Optimising AI infrastructure with GenAI
GenAI can play a pivotal role in enhancing AI infrastructure in areas like resource provisioning, data quality assurance and auto-scaling. By leveraging LLMs, organisations can dynamically adapt cloud infrastructure to the evolving computational demands of AI models, optimising resource utilisation and reducing operational costs.

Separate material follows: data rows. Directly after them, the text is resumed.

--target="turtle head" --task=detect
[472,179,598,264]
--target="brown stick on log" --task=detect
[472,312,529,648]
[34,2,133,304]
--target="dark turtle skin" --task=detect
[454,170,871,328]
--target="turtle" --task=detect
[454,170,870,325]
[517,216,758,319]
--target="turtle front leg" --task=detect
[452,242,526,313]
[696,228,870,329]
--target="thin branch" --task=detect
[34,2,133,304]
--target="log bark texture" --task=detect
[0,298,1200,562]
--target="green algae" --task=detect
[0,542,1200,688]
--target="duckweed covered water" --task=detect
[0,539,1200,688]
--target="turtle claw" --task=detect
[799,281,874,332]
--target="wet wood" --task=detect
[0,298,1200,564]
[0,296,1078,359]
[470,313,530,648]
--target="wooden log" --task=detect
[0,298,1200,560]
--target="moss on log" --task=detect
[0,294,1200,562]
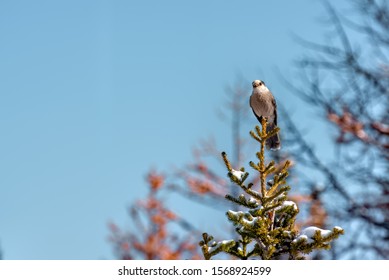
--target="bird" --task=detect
[250,80,281,150]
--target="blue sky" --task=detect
[0,0,346,259]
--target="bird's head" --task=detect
[252,80,268,92]
[253,80,265,88]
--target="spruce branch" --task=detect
[200,118,344,260]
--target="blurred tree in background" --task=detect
[283,0,389,259]
[107,0,389,259]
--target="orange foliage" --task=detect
[109,172,200,260]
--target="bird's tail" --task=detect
[266,124,281,150]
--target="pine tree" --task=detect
[199,118,344,260]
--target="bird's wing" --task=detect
[272,97,277,125]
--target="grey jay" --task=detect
[250,80,281,150]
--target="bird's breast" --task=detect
[250,92,274,117]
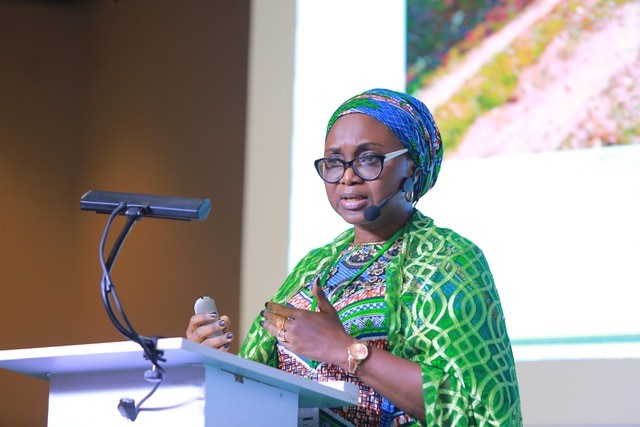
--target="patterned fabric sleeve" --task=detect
[387,213,521,426]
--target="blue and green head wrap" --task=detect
[327,89,443,201]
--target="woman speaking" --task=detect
[187,89,522,426]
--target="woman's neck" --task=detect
[353,209,413,245]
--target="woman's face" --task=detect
[324,113,415,243]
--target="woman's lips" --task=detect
[340,195,368,210]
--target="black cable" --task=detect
[99,203,166,421]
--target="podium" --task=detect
[0,338,358,427]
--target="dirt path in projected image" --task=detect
[418,0,640,158]
[451,2,640,158]
[416,0,562,110]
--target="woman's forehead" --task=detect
[325,113,403,149]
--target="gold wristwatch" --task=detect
[347,341,369,375]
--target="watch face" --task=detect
[351,342,369,360]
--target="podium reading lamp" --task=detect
[80,190,211,421]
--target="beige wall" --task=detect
[0,0,249,427]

“LLMs’ capability to generate and pre-process data, combined with their adaptability to current coding practices and diverse coding styles, significantly improves data quality and model accuracy,” says Smith. “Additionally, GenAI’s auto-scaling features ensure efficient workload management, adjusting resources in real time to handle fluctuations and maintaining performance.”
Beyond technical optimisations, GenAI also democratises coding, speeds up development through automated code suggestions, and enhances software quality via intelligent debugging and test case generation.
Smith says: “This comprehensive approach not only streamlines development and maintenance processes, but also fosters innovation and sustainability in AI ecosystems, marking a new era of efficiency and adaptability in AI infrastructure management.”